Most of all, let’s stop treating technology like it’s something that “happens to us.” It’s made by people. And its impact will also be shaped by people—not just the ones who code, but the ones who care.
A Humane Reset: Let’s Shape the Future We Want
I haven’t written this article to provoke panic. I’ve written it because I believe we’re standing at the edge of something enormous—and too few are looking down.
The AI shift isn’t just another wave of automation. It’s a rewrite of how value is created, how work is defined, and how opportunity is distributed. The old rules—study hard, get a stable job, climb slowly—aren’t just fading.
They’re being rewritten by algorithms that don’t wait for anyone.
This isn’t about whether AI is good or bad.
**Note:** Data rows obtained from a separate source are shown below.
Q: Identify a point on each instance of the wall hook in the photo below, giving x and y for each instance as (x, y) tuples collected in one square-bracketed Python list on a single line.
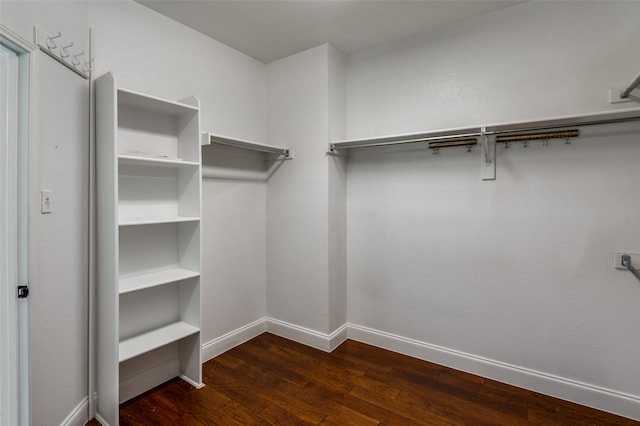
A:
[(63, 50), (52, 44)]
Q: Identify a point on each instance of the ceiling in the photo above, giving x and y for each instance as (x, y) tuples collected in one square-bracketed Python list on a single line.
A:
[(268, 30)]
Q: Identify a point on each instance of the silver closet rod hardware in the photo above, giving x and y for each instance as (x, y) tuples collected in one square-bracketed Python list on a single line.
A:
[(626, 262), (503, 129), (625, 93)]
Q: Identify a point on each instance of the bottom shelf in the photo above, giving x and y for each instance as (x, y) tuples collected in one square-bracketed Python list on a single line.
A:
[(146, 342)]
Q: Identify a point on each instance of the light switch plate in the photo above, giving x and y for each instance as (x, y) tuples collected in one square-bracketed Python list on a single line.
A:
[(617, 259), (45, 201)]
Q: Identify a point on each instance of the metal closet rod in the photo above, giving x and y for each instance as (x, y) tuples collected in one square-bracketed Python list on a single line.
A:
[(625, 93), (538, 125)]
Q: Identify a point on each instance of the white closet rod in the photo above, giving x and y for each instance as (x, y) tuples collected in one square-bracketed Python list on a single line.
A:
[(497, 129), (210, 139), (625, 93)]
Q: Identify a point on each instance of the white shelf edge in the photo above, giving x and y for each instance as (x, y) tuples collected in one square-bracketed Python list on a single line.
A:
[(212, 138), (154, 279), (474, 131), (139, 100), (154, 339), (153, 161), (156, 220)]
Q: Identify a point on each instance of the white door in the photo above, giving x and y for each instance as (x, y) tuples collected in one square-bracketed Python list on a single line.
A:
[(8, 236), (14, 386)]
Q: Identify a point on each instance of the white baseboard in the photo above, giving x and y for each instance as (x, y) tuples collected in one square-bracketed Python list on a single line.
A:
[(324, 342), (79, 416), (219, 345), (581, 393)]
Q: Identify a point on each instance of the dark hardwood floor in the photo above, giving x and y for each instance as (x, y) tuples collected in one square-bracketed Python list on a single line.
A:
[(273, 381)]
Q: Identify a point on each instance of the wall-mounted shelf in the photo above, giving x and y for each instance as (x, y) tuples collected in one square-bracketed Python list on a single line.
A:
[(484, 132), (213, 139), (156, 220), (156, 338), (153, 279)]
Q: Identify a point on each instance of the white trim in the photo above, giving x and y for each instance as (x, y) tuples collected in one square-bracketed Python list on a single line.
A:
[(306, 336), (230, 340), (571, 390), (26, 146), (78, 417)]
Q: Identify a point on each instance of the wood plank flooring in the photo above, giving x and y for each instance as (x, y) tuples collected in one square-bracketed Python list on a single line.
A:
[(273, 381)]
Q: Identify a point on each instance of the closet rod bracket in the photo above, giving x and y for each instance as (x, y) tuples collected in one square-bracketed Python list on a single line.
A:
[(626, 262), (488, 157)]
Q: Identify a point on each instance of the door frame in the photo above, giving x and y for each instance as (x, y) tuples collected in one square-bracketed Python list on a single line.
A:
[(26, 134)]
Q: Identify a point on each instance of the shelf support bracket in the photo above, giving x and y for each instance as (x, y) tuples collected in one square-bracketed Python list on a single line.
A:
[(488, 157)]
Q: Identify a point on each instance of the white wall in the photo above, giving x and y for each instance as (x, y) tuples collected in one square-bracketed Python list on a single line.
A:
[(337, 207), (150, 53), (531, 60), (234, 245), (518, 271), (58, 260), (297, 224)]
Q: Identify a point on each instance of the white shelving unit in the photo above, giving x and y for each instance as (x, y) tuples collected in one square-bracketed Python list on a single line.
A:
[(148, 293)]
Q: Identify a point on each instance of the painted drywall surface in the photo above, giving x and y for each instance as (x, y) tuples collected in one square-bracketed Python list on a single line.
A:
[(337, 207), (153, 54), (58, 253), (532, 60), (518, 270), (59, 290), (297, 201), (234, 257)]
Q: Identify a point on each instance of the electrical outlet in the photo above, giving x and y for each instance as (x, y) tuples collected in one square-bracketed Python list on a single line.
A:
[(45, 201), (617, 259)]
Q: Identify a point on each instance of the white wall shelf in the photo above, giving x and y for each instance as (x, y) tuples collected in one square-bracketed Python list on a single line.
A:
[(146, 342), (148, 198), (487, 145), (155, 278), (213, 139), (157, 220), (154, 161)]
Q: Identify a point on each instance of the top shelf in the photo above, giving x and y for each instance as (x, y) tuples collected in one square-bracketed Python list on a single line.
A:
[(493, 129), (213, 139), (141, 160), (153, 104)]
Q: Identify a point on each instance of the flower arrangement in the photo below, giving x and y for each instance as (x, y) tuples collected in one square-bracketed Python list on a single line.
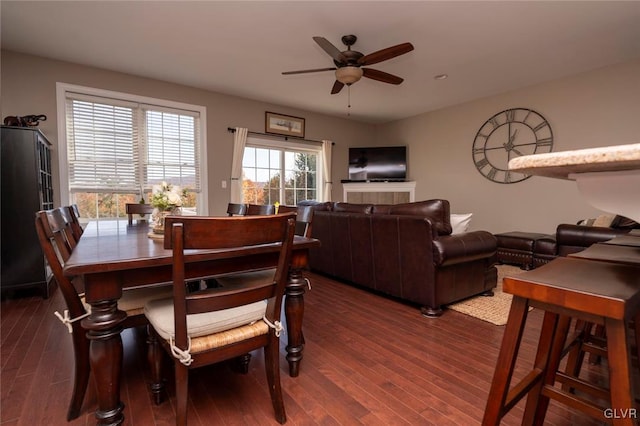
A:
[(167, 197)]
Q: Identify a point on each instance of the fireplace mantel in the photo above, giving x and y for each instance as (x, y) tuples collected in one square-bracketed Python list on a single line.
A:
[(379, 192)]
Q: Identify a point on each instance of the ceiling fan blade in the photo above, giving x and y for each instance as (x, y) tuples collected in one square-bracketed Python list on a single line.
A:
[(337, 87), (382, 76), (308, 71), (384, 54), (333, 51)]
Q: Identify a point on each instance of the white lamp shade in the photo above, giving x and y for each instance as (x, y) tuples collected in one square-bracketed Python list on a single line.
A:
[(348, 75)]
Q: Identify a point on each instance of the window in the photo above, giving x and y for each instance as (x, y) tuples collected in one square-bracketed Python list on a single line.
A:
[(265, 165), (115, 147)]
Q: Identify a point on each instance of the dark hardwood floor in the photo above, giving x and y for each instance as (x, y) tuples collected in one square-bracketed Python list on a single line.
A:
[(367, 360)]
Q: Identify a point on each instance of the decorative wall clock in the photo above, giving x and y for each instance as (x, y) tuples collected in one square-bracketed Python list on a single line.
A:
[(508, 134)]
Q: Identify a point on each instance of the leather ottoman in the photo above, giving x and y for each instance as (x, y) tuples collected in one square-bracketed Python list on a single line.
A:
[(544, 250), (517, 248)]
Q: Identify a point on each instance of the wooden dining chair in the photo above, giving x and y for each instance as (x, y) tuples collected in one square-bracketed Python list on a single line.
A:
[(235, 209), (260, 209), (51, 234), (218, 324)]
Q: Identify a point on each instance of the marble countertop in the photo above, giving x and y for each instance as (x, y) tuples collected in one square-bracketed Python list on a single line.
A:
[(565, 164)]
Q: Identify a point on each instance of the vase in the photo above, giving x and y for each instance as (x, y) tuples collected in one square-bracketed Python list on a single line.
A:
[(159, 218)]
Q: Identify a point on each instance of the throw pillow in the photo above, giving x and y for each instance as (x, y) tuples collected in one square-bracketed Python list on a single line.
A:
[(460, 222), (604, 220)]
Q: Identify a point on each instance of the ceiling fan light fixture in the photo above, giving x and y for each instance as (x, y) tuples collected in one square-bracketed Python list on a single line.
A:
[(348, 75)]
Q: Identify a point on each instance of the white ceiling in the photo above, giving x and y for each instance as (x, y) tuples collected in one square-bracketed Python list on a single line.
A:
[(241, 47)]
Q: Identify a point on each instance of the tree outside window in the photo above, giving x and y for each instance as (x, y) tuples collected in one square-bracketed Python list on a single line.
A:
[(263, 169)]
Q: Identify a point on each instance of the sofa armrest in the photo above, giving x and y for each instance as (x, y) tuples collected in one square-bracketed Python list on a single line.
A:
[(571, 238), (465, 247)]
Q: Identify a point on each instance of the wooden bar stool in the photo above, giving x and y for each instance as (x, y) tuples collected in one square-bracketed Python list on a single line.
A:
[(599, 292)]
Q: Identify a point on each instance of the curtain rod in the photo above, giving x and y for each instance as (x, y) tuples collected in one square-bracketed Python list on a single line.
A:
[(233, 130)]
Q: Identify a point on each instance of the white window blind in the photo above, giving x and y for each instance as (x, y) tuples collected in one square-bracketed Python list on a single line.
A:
[(120, 146)]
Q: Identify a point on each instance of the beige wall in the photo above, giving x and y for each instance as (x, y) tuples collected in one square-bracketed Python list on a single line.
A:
[(588, 110), (28, 86), (593, 109)]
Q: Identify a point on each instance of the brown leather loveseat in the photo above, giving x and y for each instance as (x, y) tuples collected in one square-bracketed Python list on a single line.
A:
[(403, 250)]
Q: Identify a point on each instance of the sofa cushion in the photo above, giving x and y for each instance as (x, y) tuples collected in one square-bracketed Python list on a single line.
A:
[(460, 222), (317, 205), (352, 208), (621, 222), (381, 208), (437, 211)]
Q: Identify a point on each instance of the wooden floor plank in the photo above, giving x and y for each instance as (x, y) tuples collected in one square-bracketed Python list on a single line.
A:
[(368, 360)]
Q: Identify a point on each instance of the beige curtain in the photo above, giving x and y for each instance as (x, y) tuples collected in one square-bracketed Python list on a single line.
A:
[(239, 141), (326, 170)]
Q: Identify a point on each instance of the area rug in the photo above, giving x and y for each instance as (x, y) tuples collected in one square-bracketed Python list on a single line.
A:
[(493, 309)]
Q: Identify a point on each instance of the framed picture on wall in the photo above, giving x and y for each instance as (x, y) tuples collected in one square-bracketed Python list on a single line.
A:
[(281, 124)]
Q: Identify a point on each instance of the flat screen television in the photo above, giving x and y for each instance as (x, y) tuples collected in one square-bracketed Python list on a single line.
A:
[(388, 163)]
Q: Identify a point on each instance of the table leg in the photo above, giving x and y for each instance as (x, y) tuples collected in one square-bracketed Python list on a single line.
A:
[(623, 410), (103, 330), (294, 313)]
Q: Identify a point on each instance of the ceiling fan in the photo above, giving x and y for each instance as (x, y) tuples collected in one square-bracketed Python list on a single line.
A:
[(349, 63)]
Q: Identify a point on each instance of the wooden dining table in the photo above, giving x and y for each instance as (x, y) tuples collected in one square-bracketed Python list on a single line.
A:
[(112, 255)]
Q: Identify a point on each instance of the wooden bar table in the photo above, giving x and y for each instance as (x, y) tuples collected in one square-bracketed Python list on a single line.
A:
[(111, 256), (600, 285)]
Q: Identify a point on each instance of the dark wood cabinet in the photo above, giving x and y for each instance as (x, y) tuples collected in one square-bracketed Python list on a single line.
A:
[(27, 187)]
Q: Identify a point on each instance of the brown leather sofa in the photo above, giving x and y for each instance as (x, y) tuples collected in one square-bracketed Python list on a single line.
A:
[(403, 250), (575, 238)]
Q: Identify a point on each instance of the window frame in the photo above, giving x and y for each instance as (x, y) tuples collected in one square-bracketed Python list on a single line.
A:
[(61, 96), (259, 142)]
It’s about whether we’re ready or unprepared, honest or in denial, reactive or intentional.
If we act now—with empathy, urgency, and clarity—we still have time to shape this future. A future where:
- AI becomes a tool of inclusion, not just efficiency.
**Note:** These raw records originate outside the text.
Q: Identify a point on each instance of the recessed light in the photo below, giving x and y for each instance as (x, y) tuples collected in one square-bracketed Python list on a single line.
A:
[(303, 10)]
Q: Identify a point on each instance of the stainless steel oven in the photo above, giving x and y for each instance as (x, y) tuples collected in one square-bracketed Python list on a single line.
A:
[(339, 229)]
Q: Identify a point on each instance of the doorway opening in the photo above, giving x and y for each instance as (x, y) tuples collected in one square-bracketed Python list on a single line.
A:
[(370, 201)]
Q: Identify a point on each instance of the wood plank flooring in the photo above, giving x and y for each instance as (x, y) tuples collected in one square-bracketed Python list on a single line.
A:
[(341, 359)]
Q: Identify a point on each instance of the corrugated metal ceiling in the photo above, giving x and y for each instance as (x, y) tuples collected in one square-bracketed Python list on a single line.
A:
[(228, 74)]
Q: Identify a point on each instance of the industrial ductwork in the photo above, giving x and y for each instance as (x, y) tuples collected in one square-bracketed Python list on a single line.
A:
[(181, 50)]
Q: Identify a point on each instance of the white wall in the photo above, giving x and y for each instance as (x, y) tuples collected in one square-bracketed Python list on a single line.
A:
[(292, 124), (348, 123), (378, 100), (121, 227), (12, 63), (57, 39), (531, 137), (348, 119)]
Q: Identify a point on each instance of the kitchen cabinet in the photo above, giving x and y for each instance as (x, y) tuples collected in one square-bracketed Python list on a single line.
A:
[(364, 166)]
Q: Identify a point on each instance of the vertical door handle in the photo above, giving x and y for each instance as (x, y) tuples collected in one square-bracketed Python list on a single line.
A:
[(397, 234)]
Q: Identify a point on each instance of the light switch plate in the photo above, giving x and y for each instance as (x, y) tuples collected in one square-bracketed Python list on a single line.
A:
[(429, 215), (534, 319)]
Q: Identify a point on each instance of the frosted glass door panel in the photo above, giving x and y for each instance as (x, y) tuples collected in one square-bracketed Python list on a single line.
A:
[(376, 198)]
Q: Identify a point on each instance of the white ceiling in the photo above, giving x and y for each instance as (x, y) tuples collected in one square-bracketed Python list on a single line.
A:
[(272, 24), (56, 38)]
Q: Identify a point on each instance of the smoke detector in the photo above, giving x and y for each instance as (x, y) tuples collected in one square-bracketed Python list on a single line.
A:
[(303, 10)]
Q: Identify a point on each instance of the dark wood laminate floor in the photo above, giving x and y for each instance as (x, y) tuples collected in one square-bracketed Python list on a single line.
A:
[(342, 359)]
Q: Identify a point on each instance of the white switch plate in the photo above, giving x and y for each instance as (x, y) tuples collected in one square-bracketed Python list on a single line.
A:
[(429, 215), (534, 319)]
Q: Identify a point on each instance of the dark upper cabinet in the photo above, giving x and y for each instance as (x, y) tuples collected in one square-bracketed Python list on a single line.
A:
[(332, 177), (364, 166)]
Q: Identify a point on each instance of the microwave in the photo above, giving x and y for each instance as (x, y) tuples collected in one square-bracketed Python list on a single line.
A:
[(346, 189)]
- Work becomes more human, not less.
- Wealth generated by machines still serves the people who made their creation possible.
But to get there, we need:
- Governments that think beyond the next election.
- Corporates that act beyond the next quarter.
- Citizens who prepare beyond the next paycheck.
The demographic dividend we speak so proudly of will only remain a dividend if we invest in it intentionally. Otherwise, it becomes a liability—one we should have seen coming.
Let’s not wait for a crisis to realize what we could have done. Let’s be the generation that didn’t just witness the AI shift, but led it with conscience.
AI is not coming for jobs—it’s coming for how we define work, purpose, and progress. The impact will be uneven, but not unpredictable. We still have time to steer the outcome, but only if we stop sugarcoating what’s ahead.
This is our window—to prepare, to adapt, and to lead with clarity and compassion.
The future won’t be written for us. It will be written by those who are paying attention now.
Let’s start the conversation and make things happen.